After a few days of not feeling well, Olczyk realized something was wrong. He got himself into the hospital and next thing he knew, doctors performed surgery on him, removing a tumor the size of a fist. The road to full recovery and becoming cancer-free was a long and difficult road that really pushed Olczyk to the brink.

“I don’t think in my life I have ever wanted to quit anything, but for my second treatment of 12, I was ready to quit because my side effects were at their worst. That’s just the way that it was. I was ready to quit. And I was thinking, ‘Well, if I can’t get through today, how am I going to get through the next six months?’ For the first time in my life, I was ready to bail,” Olczyk said.

But it was his wife who changed his outlook on the situation and gave him the drive he needed to not give up and keep pushing gave him the incentive to keep fighting.

“If my wife would have let me bail, I would not be here today. That I know for sure,” he said.

Olczyk recalled his wife urging him, “You gotta fight. You gotta fight for me, you gotta fight for our kids, and you gotta fight for everybody that loves you.”

So that’s what he did. Olczyk would keep fighting and on March 22, 2018, he would be officially cancer-free. He encourages everyone to “look after yourself. If you just don’t feel right, it doesn’t matter what it is, and it doesn’t have to be cancer. It could be anything. There are people that are out there willing to help and to guide you and get you the medical attention that you need.”

This past December on NHL Hockey Fights Cancer Night on TNT, Olczyk shared a message encouraging those who are fighting a battle that he knows too well.

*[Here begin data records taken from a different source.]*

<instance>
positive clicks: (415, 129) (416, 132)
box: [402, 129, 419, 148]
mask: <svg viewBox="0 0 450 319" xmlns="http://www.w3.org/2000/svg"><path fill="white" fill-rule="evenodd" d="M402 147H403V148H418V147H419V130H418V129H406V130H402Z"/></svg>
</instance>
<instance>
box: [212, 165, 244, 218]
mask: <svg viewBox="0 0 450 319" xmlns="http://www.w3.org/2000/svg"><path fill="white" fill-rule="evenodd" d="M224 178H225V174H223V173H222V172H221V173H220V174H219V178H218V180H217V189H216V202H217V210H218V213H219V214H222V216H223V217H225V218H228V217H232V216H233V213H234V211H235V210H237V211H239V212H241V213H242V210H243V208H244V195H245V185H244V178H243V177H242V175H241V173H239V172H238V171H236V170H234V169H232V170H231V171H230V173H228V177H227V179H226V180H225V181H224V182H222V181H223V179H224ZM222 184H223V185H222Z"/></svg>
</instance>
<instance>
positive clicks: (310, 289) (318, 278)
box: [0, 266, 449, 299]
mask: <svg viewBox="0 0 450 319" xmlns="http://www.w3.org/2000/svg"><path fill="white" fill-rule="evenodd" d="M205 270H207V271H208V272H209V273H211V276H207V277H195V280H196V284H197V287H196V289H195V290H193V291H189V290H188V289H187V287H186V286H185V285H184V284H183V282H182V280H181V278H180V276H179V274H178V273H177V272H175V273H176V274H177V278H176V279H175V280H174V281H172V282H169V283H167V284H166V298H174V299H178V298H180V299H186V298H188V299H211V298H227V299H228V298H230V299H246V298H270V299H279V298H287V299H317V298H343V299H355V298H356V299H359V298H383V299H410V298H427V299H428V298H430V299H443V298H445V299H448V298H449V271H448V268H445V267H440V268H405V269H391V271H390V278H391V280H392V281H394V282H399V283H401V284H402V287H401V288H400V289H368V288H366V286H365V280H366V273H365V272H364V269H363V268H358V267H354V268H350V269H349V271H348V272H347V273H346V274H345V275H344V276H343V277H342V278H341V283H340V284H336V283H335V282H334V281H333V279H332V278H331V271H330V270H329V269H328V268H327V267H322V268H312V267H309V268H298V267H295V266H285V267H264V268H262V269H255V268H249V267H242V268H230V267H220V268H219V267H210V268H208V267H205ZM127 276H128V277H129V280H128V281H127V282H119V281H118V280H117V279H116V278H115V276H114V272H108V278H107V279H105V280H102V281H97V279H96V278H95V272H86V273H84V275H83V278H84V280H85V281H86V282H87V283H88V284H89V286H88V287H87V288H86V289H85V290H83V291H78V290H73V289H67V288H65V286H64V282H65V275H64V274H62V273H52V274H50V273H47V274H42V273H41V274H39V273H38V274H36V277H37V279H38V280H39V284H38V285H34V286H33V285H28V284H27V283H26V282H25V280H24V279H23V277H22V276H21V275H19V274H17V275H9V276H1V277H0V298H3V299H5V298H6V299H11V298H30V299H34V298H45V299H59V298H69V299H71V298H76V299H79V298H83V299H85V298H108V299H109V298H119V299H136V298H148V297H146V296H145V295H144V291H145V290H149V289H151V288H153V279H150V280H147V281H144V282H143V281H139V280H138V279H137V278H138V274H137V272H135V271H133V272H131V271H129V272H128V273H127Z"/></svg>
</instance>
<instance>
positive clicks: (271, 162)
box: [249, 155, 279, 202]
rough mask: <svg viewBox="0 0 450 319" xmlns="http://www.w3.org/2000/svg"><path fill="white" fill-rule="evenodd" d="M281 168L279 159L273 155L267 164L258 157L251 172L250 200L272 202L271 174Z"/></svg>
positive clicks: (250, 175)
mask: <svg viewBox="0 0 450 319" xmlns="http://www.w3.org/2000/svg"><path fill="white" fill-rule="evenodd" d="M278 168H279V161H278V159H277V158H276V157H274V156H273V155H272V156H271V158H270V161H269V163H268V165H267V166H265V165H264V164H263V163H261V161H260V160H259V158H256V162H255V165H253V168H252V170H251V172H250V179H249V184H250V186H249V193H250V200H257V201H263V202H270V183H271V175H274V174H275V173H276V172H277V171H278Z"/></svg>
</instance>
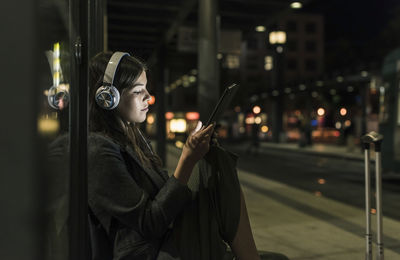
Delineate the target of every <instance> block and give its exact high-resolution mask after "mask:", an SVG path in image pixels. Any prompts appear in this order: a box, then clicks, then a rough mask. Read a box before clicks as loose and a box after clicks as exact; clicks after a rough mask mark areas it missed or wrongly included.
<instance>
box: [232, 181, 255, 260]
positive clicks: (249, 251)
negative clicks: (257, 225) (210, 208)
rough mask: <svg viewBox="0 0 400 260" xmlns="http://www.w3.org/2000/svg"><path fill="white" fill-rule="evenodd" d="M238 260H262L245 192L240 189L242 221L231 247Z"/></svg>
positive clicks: (236, 232) (239, 221) (241, 221)
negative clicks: (257, 246) (247, 203)
mask: <svg viewBox="0 0 400 260" xmlns="http://www.w3.org/2000/svg"><path fill="white" fill-rule="evenodd" d="M230 247H231V248H232V251H233V253H234V254H235V256H236V259H238V260H260V256H259V255H258V252H257V248H256V244H255V242H254V238H253V234H252V231H251V227H250V221H249V215H248V214H247V208H246V203H245V201H244V196H243V191H242V189H241V188H240V220H239V226H238V230H237V232H236V235H235V238H234V239H233V242H232V244H231V245H230Z"/></svg>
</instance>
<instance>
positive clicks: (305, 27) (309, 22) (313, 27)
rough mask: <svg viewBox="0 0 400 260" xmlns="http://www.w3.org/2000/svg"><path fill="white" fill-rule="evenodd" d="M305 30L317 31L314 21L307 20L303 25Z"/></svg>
mask: <svg viewBox="0 0 400 260" xmlns="http://www.w3.org/2000/svg"><path fill="white" fill-rule="evenodd" d="M305 29H306V32H308V33H315V32H316V31H317V26H316V24H315V23H314V22H308V23H306V26H305Z"/></svg>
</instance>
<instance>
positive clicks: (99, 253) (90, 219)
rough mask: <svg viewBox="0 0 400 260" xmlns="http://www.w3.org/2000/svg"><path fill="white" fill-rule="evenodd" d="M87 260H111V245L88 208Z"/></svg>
mask: <svg viewBox="0 0 400 260" xmlns="http://www.w3.org/2000/svg"><path fill="white" fill-rule="evenodd" d="M88 227H89V255H90V257H89V259H91V260H112V259H113V243H112V241H111V239H110V237H109V236H108V234H107V231H106V230H105V229H104V227H103V226H102V225H101V223H100V221H99V220H98V218H97V217H96V216H95V215H94V213H93V211H92V209H91V208H90V207H88Z"/></svg>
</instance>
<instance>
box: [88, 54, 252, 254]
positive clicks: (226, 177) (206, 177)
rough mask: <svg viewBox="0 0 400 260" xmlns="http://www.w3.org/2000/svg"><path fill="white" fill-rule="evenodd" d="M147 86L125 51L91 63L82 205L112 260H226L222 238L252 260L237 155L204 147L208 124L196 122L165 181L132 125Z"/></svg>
mask: <svg viewBox="0 0 400 260" xmlns="http://www.w3.org/2000/svg"><path fill="white" fill-rule="evenodd" d="M146 84H147V78H146V66H145V65H144V64H143V63H142V62H141V61H140V60H138V59H137V58H135V57H133V56H130V55H128V54H127V53H119V52H117V53H114V54H112V53H99V54H98V55H96V56H95V57H94V58H93V59H92V62H91V64H90V92H89V98H90V135H89V176H88V182H89V185H88V187H89V193H88V196H89V206H90V209H91V210H92V211H93V213H94V215H95V216H96V217H97V219H98V220H99V221H100V223H101V225H102V226H103V227H104V228H105V230H106V232H107V234H108V236H109V238H110V240H111V241H112V244H113V249H112V250H113V259H114V260H117V259H190V260H192V259H232V256H230V255H229V254H228V253H227V252H226V247H225V246H224V245H225V244H224V242H223V240H224V241H225V242H226V243H228V244H229V245H230V247H231V249H232V251H233V253H234V254H235V255H236V257H237V258H239V259H259V256H258V254H257V250H256V247H255V243H254V239H253V236H252V233H251V229H250V225H249V220H248V215H247V210H246V207H245V204H244V199H243V194H242V192H241V190H240V185H239V183H238V181H237V175H236V170H235V162H236V161H235V159H236V158H235V157H234V156H233V155H232V154H230V153H228V152H226V151H224V150H223V149H222V148H220V147H219V146H217V145H211V146H210V139H211V138H212V136H213V131H214V125H210V126H208V127H207V128H205V127H201V122H200V123H199V124H198V126H197V127H196V129H195V130H194V131H193V133H191V134H190V136H189V137H188V138H187V140H186V142H185V145H184V147H183V149H182V153H181V155H180V158H179V162H178V164H177V167H176V170H175V172H174V173H173V174H172V175H171V176H168V174H167V172H166V171H165V170H163V169H162V165H161V160H160V158H159V157H158V156H157V155H156V154H155V153H154V152H153V150H152V149H151V146H150V144H149V141H148V140H147V139H146V138H145V137H144V136H143V134H142V133H141V132H140V130H139V128H138V124H140V123H142V122H144V121H145V120H146V114H147V111H148V101H149V100H150V95H149V92H148V91H147V89H146ZM110 85H111V86H110ZM200 127H201V128H200ZM207 158H208V159H207ZM205 176H207V177H205ZM188 183H189V185H188ZM229 257H230V258H229Z"/></svg>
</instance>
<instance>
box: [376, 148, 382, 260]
mask: <svg viewBox="0 0 400 260" xmlns="http://www.w3.org/2000/svg"><path fill="white" fill-rule="evenodd" d="M380 148H381V147H380V143H376V144H375V154H376V159H375V160H376V161H375V167H376V169H375V179H376V181H375V182H376V216H377V219H376V221H377V246H378V252H377V259H379V260H383V259H384V255H383V239H382V228H383V226H382V224H383V223H382V218H383V216H382V163H381V162H382V161H381V151H380Z"/></svg>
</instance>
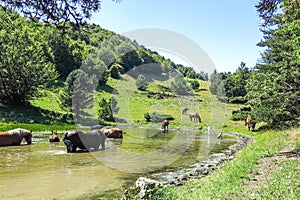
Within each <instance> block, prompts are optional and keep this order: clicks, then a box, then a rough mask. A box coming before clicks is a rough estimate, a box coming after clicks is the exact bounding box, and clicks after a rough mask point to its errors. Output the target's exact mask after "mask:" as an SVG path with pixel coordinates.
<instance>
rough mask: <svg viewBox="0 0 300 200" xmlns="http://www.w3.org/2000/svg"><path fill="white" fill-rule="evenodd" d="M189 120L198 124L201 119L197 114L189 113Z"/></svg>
mask: <svg viewBox="0 0 300 200" xmlns="http://www.w3.org/2000/svg"><path fill="white" fill-rule="evenodd" d="M190 120H191V121H195V122H196V121H197V120H198V121H199V122H201V117H200V115H199V113H196V112H195V113H190Z"/></svg>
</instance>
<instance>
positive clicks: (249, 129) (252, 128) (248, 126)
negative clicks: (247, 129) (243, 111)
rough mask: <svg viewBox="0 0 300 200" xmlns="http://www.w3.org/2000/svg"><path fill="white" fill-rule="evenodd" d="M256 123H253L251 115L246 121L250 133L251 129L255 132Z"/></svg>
mask: <svg viewBox="0 0 300 200" xmlns="http://www.w3.org/2000/svg"><path fill="white" fill-rule="evenodd" d="M255 124H256V123H255V122H253V120H252V117H251V116H250V115H248V116H247V118H246V119H245V126H248V130H249V131H250V129H251V130H252V131H254V128H255Z"/></svg>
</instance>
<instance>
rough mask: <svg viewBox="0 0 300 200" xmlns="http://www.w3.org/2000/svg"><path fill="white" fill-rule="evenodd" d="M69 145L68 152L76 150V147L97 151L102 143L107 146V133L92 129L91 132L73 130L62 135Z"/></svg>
mask: <svg viewBox="0 0 300 200" xmlns="http://www.w3.org/2000/svg"><path fill="white" fill-rule="evenodd" d="M62 140H63V142H64V143H65V145H66V147H67V152H68V153H70V152H76V149H77V148H79V149H83V150H88V151H97V150H98V149H99V147H100V145H101V147H102V149H104V148H105V140H106V135H105V134H104V133H103V132H102V131H101V130H92V131H89V132H86V131H80V130H71V131H68V132H66V133H65V134H64V135H63V137H62Z"/></svg>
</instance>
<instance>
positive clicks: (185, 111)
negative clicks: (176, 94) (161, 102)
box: [181, 108, 189, 115]
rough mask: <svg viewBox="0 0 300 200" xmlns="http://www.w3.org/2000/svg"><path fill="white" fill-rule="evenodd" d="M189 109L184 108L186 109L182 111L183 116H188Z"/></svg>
mask: <svg viewBox="0 0 300 200" xmlns="http://www.w3.org/2000/svg"><path fill="white" fill-rule="evenodd" d="M188 110H189V109H188V108H184V109H182V111H181V114H183V115H184V114H187V111H188Z"/></svg>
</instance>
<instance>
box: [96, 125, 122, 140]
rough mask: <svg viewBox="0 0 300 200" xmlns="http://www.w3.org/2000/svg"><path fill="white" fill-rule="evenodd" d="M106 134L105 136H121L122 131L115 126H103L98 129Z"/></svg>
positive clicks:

“I’d like to talk to the people in the battle. When I was in the battle I felt like I was alone. There were days I was ready to quit. I felt like I was a burden. I felt like I had let people down because I had cancer. I want everyone to know out there that you are not alone,” Olczyk said that night on TNT. “That’s the thing about cancer. It tests your will to live. Every day. If I was by myself, I would not be here today. Battle for the people that we lost, battle for the people that are in the battle. There are a lot of people that will be in the battle in the future. We have to battle and inspire them.”

From his days as the youngest player for Team USA to his time in the NHL to his rise to a national broadcaster to his battle with cancer, Olczyk has always been a fighter. That mentality has helped him become the inspiring success he is today.